In this account of Jesus’ life, you will be confronted with some astonishing claims about who he is and what he came to do. John tells us that he has selected only a few of the many noteworthy things Jesus did in order to help us understand who Jesus is. He records only seven miracles, climaxing in Jesus’ resurrection. For John these signs give indisputable proof that Jesus is the Son of God. There is more, John says, but “the world itself wouldn’t have room for the books that would be written” (Joh 21:25) had he recorded all of Jesus’ mighty signs. So why has he told us these select stories? To elicit a response of faith in our hearts, “that you may believe that Jesus is the Christ, the Son of God, and that believing you may have life in his name” (Joh 20:31).

Note some unique features of John’s gospel. He uses the images of light and life to describe God’s activity in the world. He includes several of Jesus’ sermons not found in the other gospels (3:10-21; 5:19-47; 9:41-10:5; 10:7-18; 10:25-30; 13:7; 13:8; 13:10; 13:12-20; 13:21; 13:26; 13:27; 13:31-35; 13:36; 13:38-14:4; 14:6-7; 14:9-21; 14:23-16; 16:19-28; 16:31-33; 17:1-26). He highlights Jesus’ many “I am” statements. Jesus declares he is the Messiah, the bread of life from heaven, the one sent by God, the light of the world, the door, the good shepherd, the Son of God, the resurrection, the life, the way, the truth, the true vine, and the King of the Jews. These statements should give you ample reason to believe!

Who wrote this book?

John, the apostle—one of the original twelve disciples of Jesus.
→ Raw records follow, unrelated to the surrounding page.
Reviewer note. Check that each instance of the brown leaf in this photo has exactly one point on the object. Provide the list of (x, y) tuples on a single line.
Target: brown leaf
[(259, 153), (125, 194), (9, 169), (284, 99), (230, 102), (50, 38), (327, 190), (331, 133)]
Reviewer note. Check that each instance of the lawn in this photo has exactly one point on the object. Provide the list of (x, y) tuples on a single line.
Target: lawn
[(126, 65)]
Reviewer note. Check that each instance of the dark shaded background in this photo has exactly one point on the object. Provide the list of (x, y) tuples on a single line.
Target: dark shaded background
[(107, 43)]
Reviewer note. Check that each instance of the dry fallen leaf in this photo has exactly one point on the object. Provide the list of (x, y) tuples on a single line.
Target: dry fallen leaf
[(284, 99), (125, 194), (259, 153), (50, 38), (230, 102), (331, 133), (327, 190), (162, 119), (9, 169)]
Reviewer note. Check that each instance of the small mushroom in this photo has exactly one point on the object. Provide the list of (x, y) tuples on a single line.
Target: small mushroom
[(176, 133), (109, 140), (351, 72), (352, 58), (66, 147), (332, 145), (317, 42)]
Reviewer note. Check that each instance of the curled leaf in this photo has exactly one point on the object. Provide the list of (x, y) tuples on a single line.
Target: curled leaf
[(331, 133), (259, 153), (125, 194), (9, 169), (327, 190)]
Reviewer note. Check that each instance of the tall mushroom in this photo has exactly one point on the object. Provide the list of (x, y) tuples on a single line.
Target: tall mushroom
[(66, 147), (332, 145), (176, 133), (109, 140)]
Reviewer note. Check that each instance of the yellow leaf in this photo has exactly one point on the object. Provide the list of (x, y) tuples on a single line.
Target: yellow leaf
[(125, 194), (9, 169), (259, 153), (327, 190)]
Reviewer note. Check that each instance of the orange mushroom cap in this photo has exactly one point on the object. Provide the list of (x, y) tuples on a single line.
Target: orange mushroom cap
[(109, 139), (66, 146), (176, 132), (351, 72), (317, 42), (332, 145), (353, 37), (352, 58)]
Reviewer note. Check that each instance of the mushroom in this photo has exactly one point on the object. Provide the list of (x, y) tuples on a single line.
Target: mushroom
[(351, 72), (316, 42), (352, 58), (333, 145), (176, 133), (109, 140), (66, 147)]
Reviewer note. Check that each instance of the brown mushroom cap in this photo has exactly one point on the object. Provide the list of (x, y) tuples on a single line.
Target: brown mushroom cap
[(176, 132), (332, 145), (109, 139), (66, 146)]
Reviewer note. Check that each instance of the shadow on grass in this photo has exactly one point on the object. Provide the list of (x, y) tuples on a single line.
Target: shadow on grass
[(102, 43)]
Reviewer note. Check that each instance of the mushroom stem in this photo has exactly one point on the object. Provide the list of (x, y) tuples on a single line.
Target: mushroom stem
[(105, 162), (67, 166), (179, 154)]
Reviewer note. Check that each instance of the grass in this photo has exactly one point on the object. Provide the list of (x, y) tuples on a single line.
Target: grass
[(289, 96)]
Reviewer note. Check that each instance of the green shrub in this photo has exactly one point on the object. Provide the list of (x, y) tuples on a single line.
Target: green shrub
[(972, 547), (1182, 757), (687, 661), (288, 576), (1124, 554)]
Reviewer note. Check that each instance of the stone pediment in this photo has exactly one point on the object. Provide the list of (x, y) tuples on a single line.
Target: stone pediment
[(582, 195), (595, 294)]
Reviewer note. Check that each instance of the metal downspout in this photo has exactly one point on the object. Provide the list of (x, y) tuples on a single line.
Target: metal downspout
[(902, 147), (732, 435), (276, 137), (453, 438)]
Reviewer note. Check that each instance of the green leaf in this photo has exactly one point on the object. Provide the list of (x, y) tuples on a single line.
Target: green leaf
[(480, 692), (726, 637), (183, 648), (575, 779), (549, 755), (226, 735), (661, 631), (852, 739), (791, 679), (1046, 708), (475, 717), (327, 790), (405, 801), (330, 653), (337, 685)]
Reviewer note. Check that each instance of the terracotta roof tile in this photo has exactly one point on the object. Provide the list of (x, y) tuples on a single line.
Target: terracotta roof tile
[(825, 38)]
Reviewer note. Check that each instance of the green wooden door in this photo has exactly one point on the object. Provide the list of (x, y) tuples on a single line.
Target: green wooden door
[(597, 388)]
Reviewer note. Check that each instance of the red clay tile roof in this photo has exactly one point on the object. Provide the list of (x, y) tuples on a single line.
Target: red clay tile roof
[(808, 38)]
When and where was it written?

Sometime between AD 80 and 95 (although some scholars argue that the book can be dated as early as the 50s and no later than 70). John was probably in Ephesus, a city located in modern-day Turkey.

To whom was it written?

Non-Jewish followers of Jesus, particularly those struggling with Greek philosophies, which taught that salvation comes through special knowledge and that Jesus was divine but not truly human. John insists that salvation is received by believing in God’s Son, Jesus, who came in human flesh.

Why was it written?

John himself clearly states his goal (see Joh 20:31). His writes the gospel with an evangelistic objective. He wants people to have eternal life by knowing Jesus Christ.

SourceView Insights

In John, three of the twelve disciples have no speaking part: Matthew-Levi, James son of Alphaeus, and Simon the Zealot (see the introduction to Matthew). Nine do in John—much more than the other three gospel accounts. The disciple with the smallest speaking part is James—his own brother! Isn’t that typical of a sibling?

Note the number of words attributed to each disciple within each gospel:

Mat Mar Luk Joh
Simon Peter 157 120 155 130
Andrew - 20 17 30
John the Disciple 3 100 65 8
James the Disciple 3 77 38 7
Philip the Disciple - - - 55
Nathaniel-Bartholomew - - - 25
Thomas - - - 50
Judas-Thaddaeus - - - 18
Judas Iscariot 40 16 - 14

In all four gospel narratives, Simon Peter has the lead speaking role among the disciples. After him Judas Iscariot follows in Matthew; John the Disciple follows in both Mark and Luke; but Thomas has that honor in John. In light of John’s stated purpose (Joh 20:31), Thomas’ struggle to believe that Jesus rose from the dead was a key way for John to underscore the importance of faith and the trustworthiness of the testimony of those who were the first eyewitnesses of Jesus’ resurrection. We are often too harsh on Thomas, nicknaming him “doubting” (20:25) when in fact he also modeled radical commitment. He was the first to express his willingness to lay down his life for the Lord. His statement, “Let’s go also, that we may die with him.” (11:16) may not have been overly optimistic and hope-filled, but it certainly expressed a willing, committed heart! To what lengths will you go in your walk with Jesus?

World English Bible (WEB)
a Public Domain Modern English translation
of the Holy Bible.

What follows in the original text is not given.